Probabilmente non a caso il volonturismo è stato denominato come una “diversa forma di colonialismo”. In cui rientra anche una certa forma di egoismo individuale nel voler fare un’esperienza in cui “si prende più di quanto ci si lascia”. Vedere per credere: la pagina Humanitarians of Tinder raccoglie tutti gli scatti di giovani volontari condivise sull’app di incontri.

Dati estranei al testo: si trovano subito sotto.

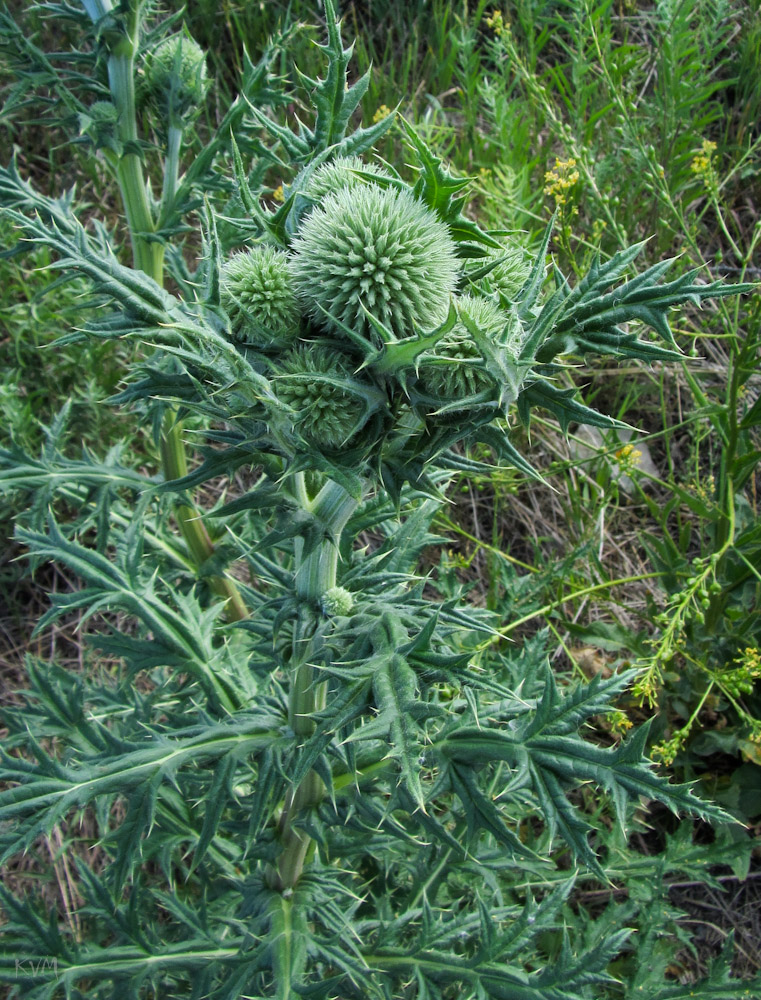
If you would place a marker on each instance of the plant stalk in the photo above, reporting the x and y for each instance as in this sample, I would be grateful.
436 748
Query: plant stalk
148 256
315 573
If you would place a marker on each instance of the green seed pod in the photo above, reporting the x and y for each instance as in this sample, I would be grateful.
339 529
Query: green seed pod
336 601
256 293
455 367
330 404
175 75
381 249
338 175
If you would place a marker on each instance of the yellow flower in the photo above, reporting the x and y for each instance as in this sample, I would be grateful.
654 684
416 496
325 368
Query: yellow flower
628 458
702 163
497 23
559 181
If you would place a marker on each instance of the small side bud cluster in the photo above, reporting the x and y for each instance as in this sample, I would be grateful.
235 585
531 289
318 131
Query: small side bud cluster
175 75
257 294
454 368
509 273
330 404
336 602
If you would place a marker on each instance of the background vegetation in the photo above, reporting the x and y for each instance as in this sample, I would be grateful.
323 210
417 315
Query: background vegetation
634 121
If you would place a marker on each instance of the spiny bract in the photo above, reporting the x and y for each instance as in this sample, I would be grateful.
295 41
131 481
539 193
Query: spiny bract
256 294
454 368
381 249
339 175
175 73
328 401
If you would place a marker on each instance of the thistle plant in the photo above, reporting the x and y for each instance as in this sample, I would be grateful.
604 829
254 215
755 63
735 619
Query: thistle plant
352 791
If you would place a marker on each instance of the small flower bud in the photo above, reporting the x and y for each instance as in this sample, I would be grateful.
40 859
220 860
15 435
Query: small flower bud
256 294
175 74
336 602
329 404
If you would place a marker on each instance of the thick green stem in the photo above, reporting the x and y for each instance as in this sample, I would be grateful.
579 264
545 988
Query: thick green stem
193 530
148 256
315 573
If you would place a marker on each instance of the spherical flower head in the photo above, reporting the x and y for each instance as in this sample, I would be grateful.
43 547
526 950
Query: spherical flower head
321 390
257 295
339 175
176 74
378 249
454 368
509 276
337 601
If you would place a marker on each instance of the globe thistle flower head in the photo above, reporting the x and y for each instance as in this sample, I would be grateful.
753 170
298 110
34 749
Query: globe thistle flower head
510 274
336 601
339 175
256 293
375 249
454 368
175 74
330 405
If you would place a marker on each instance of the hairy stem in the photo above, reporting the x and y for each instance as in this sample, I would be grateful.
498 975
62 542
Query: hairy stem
315 573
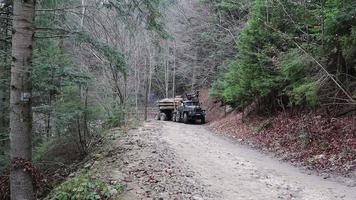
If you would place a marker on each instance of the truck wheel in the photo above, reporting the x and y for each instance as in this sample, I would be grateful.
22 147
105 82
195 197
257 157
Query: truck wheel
185 118
174 118
158 116
202 121
163 117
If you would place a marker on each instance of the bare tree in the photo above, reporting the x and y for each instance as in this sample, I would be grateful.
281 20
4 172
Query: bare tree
20 99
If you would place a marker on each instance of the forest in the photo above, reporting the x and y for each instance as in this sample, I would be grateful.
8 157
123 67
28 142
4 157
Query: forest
72 70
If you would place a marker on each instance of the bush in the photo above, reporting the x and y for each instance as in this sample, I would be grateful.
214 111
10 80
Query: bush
84 187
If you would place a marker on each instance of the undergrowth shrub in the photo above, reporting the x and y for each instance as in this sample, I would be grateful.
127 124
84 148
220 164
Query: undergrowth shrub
84 187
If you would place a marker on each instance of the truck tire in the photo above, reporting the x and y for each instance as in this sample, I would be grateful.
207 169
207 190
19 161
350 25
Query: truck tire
174 117
202 120
185 118
178 118
163 117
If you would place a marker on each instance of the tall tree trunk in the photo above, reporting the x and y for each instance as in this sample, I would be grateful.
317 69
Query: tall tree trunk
166 71
20 99
174 70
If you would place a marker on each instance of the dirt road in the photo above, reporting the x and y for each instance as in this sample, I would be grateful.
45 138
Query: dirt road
165 160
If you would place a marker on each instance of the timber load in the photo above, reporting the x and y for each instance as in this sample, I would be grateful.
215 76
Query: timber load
169 103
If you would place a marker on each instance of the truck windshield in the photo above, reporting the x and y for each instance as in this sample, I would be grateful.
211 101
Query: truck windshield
191 103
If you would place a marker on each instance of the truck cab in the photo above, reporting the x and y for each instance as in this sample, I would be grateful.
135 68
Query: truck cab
189 111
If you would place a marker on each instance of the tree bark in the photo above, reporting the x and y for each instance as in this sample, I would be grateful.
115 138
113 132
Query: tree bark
20 99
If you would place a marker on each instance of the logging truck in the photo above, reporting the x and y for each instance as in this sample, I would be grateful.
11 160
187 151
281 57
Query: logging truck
180 109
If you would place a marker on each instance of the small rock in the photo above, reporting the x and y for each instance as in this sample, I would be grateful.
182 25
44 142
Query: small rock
113 192
88 165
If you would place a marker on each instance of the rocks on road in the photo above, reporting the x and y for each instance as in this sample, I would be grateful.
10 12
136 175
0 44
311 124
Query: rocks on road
165 160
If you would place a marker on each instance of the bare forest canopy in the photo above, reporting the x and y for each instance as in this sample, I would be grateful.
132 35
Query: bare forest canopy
97 64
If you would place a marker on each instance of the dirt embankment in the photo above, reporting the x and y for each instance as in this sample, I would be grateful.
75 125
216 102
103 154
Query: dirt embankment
318 142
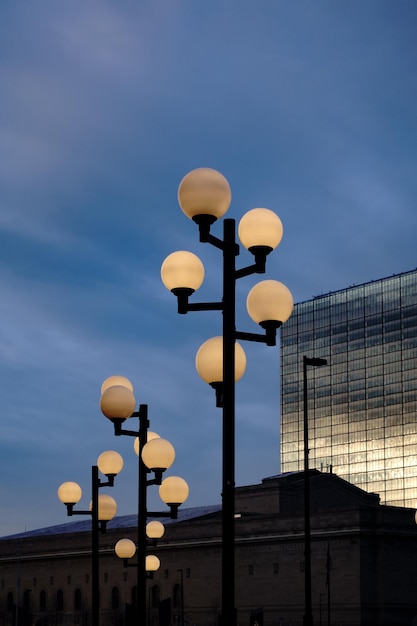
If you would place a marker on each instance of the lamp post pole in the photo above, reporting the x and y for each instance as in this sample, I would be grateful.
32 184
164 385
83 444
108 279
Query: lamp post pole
110 463
204 196
308 611
182 595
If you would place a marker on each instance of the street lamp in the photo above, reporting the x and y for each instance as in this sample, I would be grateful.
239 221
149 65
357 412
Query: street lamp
308 610
102 509
155 455
204 196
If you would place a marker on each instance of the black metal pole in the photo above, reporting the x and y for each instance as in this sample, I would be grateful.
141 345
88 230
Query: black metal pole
308 611
95 547
308 614
228 480
182 595
142 515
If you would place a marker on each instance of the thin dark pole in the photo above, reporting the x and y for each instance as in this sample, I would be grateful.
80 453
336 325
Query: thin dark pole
142 514
182 595
228 480
308 614
308 610
95 547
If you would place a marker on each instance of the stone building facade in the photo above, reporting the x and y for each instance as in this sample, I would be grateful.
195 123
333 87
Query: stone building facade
364 564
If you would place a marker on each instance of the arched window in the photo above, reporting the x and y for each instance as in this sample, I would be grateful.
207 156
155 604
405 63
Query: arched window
77 600
42 601
10 602
115 598
59 600
155 596
176 596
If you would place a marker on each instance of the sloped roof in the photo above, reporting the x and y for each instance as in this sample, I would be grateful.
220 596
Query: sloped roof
121 521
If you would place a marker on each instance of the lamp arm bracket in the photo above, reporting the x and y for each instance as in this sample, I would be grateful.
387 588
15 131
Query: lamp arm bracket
72 512
124 431
255 268
214 241
269 340
159 514
205 306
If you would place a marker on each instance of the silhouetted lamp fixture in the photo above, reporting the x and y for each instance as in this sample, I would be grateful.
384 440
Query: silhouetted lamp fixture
204 196
155 455
102 509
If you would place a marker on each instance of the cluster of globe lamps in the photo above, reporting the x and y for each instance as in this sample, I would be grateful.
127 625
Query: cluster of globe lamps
117 403
204 196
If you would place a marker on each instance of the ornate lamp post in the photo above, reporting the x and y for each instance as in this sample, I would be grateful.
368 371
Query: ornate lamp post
204 196
155 455
102 509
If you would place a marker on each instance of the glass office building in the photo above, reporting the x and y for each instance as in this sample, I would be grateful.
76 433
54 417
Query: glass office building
362 406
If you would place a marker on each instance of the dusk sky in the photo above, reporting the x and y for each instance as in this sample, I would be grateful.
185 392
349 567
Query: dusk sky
308 108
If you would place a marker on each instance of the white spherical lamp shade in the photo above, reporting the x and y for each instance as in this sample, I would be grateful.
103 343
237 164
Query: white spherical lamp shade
158 454
117 402
155 529
113 381
182 270
136 443
110 463
152 563
107 508
260 227
209 361
204 191
70 493
269 300
125 548
174 490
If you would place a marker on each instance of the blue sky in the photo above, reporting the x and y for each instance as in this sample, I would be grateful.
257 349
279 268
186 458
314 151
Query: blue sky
308 108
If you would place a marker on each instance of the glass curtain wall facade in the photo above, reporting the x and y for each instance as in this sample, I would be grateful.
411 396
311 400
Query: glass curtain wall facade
362 406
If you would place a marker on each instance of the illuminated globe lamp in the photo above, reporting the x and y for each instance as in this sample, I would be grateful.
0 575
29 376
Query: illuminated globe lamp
209 364
182 273
270 304
116 380
155 530
204 195
125 548
174 491
117 403
152 564
70 494
110 463
158 455
260 231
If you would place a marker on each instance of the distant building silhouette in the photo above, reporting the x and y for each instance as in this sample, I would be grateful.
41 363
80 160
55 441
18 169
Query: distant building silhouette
362 407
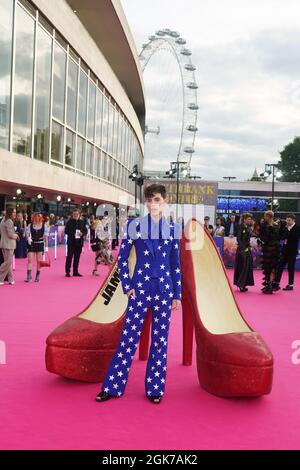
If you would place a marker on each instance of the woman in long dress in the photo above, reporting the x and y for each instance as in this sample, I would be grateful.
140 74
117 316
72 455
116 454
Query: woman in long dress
270 237
243 270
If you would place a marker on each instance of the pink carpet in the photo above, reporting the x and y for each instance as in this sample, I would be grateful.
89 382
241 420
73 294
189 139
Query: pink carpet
39 410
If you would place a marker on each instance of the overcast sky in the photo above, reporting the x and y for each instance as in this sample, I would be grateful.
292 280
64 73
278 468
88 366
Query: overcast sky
247 55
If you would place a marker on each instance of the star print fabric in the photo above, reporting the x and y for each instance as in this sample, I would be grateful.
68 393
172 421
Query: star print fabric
155 379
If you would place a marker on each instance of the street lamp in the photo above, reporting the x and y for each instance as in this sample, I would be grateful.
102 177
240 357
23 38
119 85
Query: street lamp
138 178
58 200
270 170
229 178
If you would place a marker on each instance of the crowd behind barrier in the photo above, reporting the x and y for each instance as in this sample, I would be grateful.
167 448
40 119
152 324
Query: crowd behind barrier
227 247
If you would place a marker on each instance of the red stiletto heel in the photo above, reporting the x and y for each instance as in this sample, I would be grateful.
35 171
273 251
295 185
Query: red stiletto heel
82 347
232 359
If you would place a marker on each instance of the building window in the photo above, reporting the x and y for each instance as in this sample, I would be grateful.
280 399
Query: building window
6 20
92 106
97 171
82 103
90 159
80 156
72 93
59 80
23 82
70 149
42 95
57 142
99 118
105 124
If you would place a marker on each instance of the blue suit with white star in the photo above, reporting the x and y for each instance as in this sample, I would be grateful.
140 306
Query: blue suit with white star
157 281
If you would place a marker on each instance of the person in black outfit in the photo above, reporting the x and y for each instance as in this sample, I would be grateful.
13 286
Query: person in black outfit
270 237
75 230
231 226
243 270
291 235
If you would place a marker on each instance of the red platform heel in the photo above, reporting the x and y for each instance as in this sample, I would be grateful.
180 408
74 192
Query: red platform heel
82 347
232 359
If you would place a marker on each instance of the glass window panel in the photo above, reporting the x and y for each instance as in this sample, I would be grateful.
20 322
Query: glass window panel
120 139
98 162
57 142
82 103
70 149
92 105
108 168
116 130
42 95
6 19
23 82
105 124
99 118
72 93
59 79
89 158
80 160
110 129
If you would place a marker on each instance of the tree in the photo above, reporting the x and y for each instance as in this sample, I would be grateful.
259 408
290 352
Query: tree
289 162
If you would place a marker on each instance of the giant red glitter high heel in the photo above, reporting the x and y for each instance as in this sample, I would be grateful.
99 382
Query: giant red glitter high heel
82 347
232 359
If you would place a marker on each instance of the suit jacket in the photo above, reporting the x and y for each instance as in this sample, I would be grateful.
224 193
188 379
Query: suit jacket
8 235
292 240
166 257
70 230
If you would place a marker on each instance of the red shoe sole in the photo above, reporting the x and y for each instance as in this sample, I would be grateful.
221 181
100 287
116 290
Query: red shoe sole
229 380
78 364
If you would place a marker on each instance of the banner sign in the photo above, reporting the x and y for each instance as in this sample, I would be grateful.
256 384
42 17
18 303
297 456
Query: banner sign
189 191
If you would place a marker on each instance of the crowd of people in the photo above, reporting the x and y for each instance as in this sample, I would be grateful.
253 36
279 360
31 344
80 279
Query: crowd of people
279 240
27 237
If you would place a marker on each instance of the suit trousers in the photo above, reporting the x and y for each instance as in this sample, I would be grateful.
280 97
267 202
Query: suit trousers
118 370
73 251
6 266
290 260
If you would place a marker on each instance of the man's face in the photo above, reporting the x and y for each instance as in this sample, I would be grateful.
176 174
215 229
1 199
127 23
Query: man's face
289 221
155 204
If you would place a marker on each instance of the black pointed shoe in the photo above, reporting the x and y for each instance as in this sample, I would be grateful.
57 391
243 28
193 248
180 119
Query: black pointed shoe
288 287
103 396
155 400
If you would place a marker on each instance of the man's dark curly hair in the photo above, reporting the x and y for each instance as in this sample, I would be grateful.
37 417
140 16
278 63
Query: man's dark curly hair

Pur volendo aiutare, insomma, il rischio è di finire per creare più danno che altro. Ma allora, bisognerebbe rinunciare del tutto ai programmi di volontariato internazionale? In realtà, secondo gli esperti il modo per farlo c’è, assicurandosi «di unire sempre i propri sogni e il proprio sano altruismo a una buona dose di coscienza e competenza, fondamentale in situazioni del genere. Di appoggiarsi ad una struttura credibile, solida e ben organizzata, un punto sul quale hanno già insistito autorevoli esperti del settore», dice Gelso. Evitando così di cadere nella trappola di organizzazioni poco serie, che potrebbero mettere a rischio l’incolumità dello stesso volontario, oltre che di perpetrare questi meccanismi distorti.
E senza dimenticare che, in fondo, ci sono anche altri modi per rendersi utili e fare del bene: essere cittadini informati e impegnati a casa propria, sapere cosa succede nel mondo, firmare petizioni, fare attività di lobbying, votare, fare donazioni alle ong o fare volontariato regolarmente a casa propria. Conclude il documentario: «Queste alternative potrebbero non sembrare altrettanto affascinanti o gloriose che un viaggio di volonturismo di due settimane in un paese esotico, ma potrebbero avere più impatto ed essere meno rischiose, fare meno danni e più bene».